Re: Strange results with NSDateComponents vs NSCalendarDate
Re: Strange results with NSDateComponents vs NSCalendarDate
- Subject: Re: Strange results with NSDateComponents vs NSCalendarDate
- From: Deborah Goldsmith <email@hidden>
- Date: Mon, 12 Feb 2007 17:50:51 -0800
On Feb 11, 2007, at 6:58 PM, Sean McBride wrote:
The reason they differ is that NSCalendarDate uses the Gregorian
calendar for all of time, even before it was actually adopted.
NSCalendar's version of the Gregorian calendar uses the Julian
calendar before October 4, 1582.
I see! Is this documented? I can't find anything about it.
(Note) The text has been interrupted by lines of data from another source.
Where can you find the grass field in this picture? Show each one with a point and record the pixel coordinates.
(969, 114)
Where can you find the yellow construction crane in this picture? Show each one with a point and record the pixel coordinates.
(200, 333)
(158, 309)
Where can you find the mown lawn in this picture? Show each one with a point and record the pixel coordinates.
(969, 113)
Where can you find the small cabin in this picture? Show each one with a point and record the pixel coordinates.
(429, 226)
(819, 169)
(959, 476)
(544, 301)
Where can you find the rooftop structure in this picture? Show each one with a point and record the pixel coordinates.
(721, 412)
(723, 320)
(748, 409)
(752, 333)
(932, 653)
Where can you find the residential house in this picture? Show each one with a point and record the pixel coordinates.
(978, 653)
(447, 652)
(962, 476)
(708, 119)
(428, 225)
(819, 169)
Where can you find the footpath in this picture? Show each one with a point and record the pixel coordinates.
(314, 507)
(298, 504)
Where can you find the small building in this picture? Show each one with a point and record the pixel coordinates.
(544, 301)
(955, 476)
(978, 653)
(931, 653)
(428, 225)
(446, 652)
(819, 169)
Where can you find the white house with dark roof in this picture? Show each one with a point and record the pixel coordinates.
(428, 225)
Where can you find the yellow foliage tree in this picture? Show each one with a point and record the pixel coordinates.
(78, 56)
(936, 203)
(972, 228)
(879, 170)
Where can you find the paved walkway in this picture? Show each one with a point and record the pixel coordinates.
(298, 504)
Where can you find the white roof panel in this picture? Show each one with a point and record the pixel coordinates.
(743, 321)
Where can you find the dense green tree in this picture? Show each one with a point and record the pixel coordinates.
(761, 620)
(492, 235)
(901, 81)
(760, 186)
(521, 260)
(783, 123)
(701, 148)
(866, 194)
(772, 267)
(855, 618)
I don't think it's documented anywhere.
Since you're converting from a date
to an absolute time using NSCalendar, and then converting back to a
date using NSCalendarDate (implicitly in the case of your call to
[NSDate description] via NSLog), and you're passing a date that's
around 100 AD, you get a different result. Since the Gregorian and
Julian calendars differ by one day every 400 years, and the date you
give is about 1483 years before the changeover date, you're getting a
difference of three days.
Is there a way to get the pure-Gregorian behaviour with NSCalendar/
NSDateComponents? Or must I use old NSCalendarDate? I was hoping to
purge all NSCalendarDate usage.
The underlying ICU library allows you to choose the calendar cutover
date, but there is no exported API for that.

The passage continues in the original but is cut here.